Erst seit kurzem hat Israel wieder einen Botschafter in Polen, wegen des Kriegs in Polens Nachbarland Ukraine. Vorher hatte Israel seinen Gesandten monatelang abgezogen – aus Wut. Wut darüber, dass Polen antisemitisch sei, weil es jüdischen Grundbesitz nicht zurückgebe.
Den Grundstein für diesen Diebstahl legten die Nazis 1939: Gleich zu Beginn des Zweiten Weltkriegs bombardierten sie die Millionenstadt Warschau, später machten sie fast 90 Prozent der Gebäude in der polnischen Hauptstadt dem Erdboden gleich. Vor dem Krieg lebten hunderttausende Juden in der Stadt, nur die wenigsten überlebten den Holocaust. Und auch viele nicht-jüdische Polinnen und Polen flohen oder starben.
Die kommunistische Regierung entschied: Die 40'000 Gebäude – oft Ruinen, deren Eigentümer verschwunden waren – gehören dem Staat. Wer etwas zurückhaben wollte, hatte Zeit bis in die frühen 1950er-Jahre, um sich zu melden. Und er musste Geld haben, um die Gebäude zu renovieren und zu unterhalten. Diese Frist verstrich, ohne dass sich viele Vorkriegs-Eigentümer meldeten.

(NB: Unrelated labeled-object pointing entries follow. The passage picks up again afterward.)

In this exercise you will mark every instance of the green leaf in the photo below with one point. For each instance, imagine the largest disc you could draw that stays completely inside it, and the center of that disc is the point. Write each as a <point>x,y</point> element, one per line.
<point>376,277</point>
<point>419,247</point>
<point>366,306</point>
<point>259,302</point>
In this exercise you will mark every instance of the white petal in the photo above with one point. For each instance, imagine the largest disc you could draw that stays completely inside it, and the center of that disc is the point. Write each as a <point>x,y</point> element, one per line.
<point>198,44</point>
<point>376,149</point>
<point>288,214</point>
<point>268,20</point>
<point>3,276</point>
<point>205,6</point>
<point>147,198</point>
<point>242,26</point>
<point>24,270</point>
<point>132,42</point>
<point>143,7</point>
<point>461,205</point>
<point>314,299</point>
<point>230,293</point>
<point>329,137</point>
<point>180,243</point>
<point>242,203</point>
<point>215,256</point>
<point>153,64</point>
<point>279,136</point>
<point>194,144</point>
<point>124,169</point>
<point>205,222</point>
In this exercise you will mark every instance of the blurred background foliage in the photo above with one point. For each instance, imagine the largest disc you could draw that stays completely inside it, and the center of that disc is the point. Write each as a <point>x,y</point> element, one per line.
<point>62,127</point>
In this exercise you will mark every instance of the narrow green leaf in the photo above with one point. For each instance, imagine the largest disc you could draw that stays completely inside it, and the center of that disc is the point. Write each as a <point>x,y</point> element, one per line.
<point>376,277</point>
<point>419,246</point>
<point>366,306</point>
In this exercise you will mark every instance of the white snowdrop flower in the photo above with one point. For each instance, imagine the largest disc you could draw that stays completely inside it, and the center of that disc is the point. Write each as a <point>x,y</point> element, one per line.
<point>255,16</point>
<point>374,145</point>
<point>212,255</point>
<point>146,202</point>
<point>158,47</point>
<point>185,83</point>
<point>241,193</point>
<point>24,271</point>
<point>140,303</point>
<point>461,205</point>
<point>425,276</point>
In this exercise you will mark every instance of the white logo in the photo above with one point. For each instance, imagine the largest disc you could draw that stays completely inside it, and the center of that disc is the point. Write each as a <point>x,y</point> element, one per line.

Nach dem Zweiten Weltkrieg riss eine kriminelle Bande das strahlend weisse Haus, zu dem uns Jan Spiewak geführt hat, mit gefälschten Dokumenten an sich und verkaufte es. Die wahren, jüdischen Eigentümer aber hatten den Krieg überlebt und klagten. Zwar kam die Bande ins Gefängnis, die alten Eigentümer bekamen ihr Haus wegen Formalitäten trotzdem nicht zurück. Es wurde stattdessen verstaatlicht.
Ein paar Meter weiter kommen wir auf unserem Stadtspaziergang an einen Platz mit vielen Cafés, mit viel Leben. Mittendrin aber zerfällt ein graues Bauwerk langsam. Man sieht so etwas in Warschau erstaunlich oft an bester Lage. Das passiere, sagt Jan Spiewak, wenn die falschen Leute Gebäude bekämen. «Wenn die Besitzverhältnisse so unklar sind, dass ihnen niemand die Gebäude abkauft, lassen sie sie einfach zerfallen.
2015 aber war Schluss mit dem Privatisierungsreigen in Warschau: Die Konservativen lösten die Liberalen an der Macht ab. Es gab Untersuchungskommissionen, Gerichtsurteile – und ein neues Gesetz. Nach 30 Jahren, heisst es dort, kann man Entscheidungen polnischer Behörden zur Verstaatlichung von Grundbesitz – auch fragwürdige – nicht mehr anfechten.